Среди бретонцев послышался глухой ропот.
— Надо также сказать, — продолжал Дюгеклен, — что ему подают очень дурные советы. Кто — мне это неизвестно. Но я точно знаю, что он грозит нам своими итальянскими рыцарями и занят сейчас тем — вам даже в голову это ее придет, — что осыпает их индульгенциями, чтобы послать сражаться с нами.

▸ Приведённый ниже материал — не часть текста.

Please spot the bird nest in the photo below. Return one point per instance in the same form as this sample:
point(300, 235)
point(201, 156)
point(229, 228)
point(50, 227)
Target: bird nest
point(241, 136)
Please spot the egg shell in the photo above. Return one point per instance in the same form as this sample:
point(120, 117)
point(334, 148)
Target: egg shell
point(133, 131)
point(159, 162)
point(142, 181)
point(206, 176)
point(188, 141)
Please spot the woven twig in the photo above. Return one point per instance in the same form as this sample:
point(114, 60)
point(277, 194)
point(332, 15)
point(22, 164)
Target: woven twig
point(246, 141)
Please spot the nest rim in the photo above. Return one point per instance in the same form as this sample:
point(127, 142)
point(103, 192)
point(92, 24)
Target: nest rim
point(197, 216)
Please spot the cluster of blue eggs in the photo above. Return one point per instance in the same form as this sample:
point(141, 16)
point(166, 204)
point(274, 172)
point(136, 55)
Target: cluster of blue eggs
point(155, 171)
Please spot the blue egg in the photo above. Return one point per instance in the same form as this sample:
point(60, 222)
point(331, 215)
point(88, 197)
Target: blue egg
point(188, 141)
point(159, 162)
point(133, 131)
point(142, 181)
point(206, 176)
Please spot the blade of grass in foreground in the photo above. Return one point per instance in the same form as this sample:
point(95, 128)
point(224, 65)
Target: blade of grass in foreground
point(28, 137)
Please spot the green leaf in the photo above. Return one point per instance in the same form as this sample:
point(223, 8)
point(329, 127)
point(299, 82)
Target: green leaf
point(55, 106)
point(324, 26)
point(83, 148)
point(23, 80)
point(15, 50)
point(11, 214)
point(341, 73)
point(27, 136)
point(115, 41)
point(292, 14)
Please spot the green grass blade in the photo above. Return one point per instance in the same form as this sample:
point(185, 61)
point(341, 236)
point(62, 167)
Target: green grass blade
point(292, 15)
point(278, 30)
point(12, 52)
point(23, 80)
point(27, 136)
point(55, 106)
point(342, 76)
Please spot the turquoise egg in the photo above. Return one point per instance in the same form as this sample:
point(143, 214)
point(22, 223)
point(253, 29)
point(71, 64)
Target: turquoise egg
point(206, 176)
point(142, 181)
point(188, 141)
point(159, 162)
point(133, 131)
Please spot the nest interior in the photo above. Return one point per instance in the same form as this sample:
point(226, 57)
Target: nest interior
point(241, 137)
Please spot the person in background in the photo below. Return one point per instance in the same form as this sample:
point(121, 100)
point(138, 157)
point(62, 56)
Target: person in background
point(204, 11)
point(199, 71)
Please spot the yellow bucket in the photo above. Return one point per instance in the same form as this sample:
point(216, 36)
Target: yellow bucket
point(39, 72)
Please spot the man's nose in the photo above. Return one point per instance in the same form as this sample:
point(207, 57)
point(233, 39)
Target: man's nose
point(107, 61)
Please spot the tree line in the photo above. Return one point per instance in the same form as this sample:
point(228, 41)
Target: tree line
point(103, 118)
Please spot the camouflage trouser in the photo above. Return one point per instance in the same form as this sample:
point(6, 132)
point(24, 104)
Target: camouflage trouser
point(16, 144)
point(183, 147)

Бретонцы угрожающе зарычали.
— А ведь я просил у нашего святого отца лишь права на католическое причастие и христианское погребение. Это такая малость для людей, идущих на борьбу с неверными. Вот, чада мои, до чего мы дошли. На этом я с ним и расстался. Не знаю, что думаете вы, но я считаю себя столь же добрым христианином, как любой другой человек. И я заявляю, что если наш святой отец Урбан Пятый намерен вести себя с нами как земной король — что ж, посмотрим кто кого! Не можем же мы позволить, чтобы нас побили эти папские служки!
После этих слов бретонцы с такой яростью повскакали с мест, что Дюгеклену пришлось их успокаивать.
Именно в эту минуту легат, выехавший из Лилльских ворот и переехавший мост Бенезе, въезжал в первый пояс лагерных укреплений. Он блаженно улыбался.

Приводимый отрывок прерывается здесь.